A Associação Brasileira de Normas Técnicas (ABNT) está promovendo a revisão da NBR 5665, que fixa as condições mínimas exigíveis para o cálculo de tráfego das instalações de elevadores de passageiros em edifícios, com o intuito de assegurar condições satisfatórias de uso. Havia um apelo de entidades do setor de engenharia e arquitetura, bem como da indústria de elevadores para que a discussão saísse do papel, uma vez que a última versão da norma é de 1987.

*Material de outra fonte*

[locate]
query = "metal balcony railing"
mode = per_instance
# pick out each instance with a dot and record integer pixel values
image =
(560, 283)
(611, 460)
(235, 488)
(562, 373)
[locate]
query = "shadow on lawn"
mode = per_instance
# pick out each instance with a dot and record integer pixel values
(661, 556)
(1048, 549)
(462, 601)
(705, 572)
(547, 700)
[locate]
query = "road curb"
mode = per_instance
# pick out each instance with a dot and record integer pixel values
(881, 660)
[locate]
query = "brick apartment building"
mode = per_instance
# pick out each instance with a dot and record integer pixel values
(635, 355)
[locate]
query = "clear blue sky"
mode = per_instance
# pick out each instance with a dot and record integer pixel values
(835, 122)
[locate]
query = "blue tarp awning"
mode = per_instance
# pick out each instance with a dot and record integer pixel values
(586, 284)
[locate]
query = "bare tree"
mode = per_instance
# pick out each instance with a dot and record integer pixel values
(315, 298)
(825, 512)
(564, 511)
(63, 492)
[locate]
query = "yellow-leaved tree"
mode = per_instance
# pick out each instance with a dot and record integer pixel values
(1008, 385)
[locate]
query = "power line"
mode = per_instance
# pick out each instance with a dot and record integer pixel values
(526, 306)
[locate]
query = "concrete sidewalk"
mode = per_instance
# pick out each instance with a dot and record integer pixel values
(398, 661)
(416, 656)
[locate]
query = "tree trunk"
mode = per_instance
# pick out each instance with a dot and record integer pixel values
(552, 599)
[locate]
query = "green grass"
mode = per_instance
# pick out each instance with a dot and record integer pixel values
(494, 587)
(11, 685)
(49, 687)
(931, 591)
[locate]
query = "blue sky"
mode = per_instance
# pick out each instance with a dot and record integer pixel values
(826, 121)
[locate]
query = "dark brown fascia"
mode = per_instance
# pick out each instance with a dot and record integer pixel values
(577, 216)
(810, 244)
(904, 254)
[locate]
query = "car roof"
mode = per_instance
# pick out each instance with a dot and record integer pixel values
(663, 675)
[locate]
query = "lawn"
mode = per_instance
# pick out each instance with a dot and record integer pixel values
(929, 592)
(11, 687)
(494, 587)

O texto base de revisão está sendo elaborado por uma Comissão de Estudo criada em setembro 2015. De acordo com o Presidente de Superintendência da ABNT/CB-002, Salvador Sá Benevides, o objetivo da revisão é a criação de uma norma mais abrangente para preencher algumas lacunas; além de questões como as novas tecnologias em transporte vertical, a população a ser transportada, e os critérios de qualidade e eficiência a serem atendidos.

O Coordenador da Comissão, engenheiro Luis Fernando C. Bueno, do Sinduscon-SP e diretor da Rocontec, explica que nem tudo será reformulado. “Vamos manter o que há de bom na norma atual e, simultaneamente, contemplar o avanço tecnológico que está sendo ofertado. Os novos modelos de operador de porta, por exemplo, não podem ser considerados pela norma atual. Com a revisão, você cria a possibilidade de ter um incremento, ou seja, uma abertura de porta mais rápida, que vai gerar um tempo de viagem menor, facilita na hora do dimensionamento do cálculo de tráfego e, consequentemente, no dimensionamento dos elevadores”, avalia Bueno.

Atualmente, o cálculo de tráfego utilizado é uma equação matemática, uma fórmula simplificada com variáveis pré-definidas e que tem um bom resultado para prédios de baixa complexidade, assim como não contempla diferenças tecnológicas entre os equipamentos e as novas tecnologias disponíveis.

Neste sentido, um ponto que está em avaliação pela Comissão e que será um avanço, é o uso de simuladores para que os projetos mais complexos possam agregar novas tecnologias já disponíveis no mercado mundial, como duas cabinas ou dois elevadores em uma mesma caixa, mas que ainda não podem ser aplicadas no Brasil. “Com o uso de simuladores, os projetistas terão maior assertividade, pois poderão considerar para o cálculo, as melhores soluções que, ao final do processo, vão atender com mais qualidade o consumidor final, o usuário de transporte vertical”, avalia Luciano Grando, presidente da Associação Brasileira de Engenheiros Mecânicos – ABEMEC-RS e secretário da Comissão.

A expectativa é grande com os avanços que a revisão da norma trará para a indústria de elevadores. “Nosso objetivo é ter uma legislação que possa colocar o Brasil no patamar tecnológico mundial para que possamos atender melhor a demanda do usuário”, avalia Fábio Kipper, Gerente de Pesquisa e Desenvolvimento da thyssekrupp Elevadores. Segundo ele, o uso de simuladores para o cálculo de tráfego é uma tendência mundial. “A norma europeia ISSO/WD 4190-6 também aponta para este caminho e é a base desta nova norma brasileira”, destaca.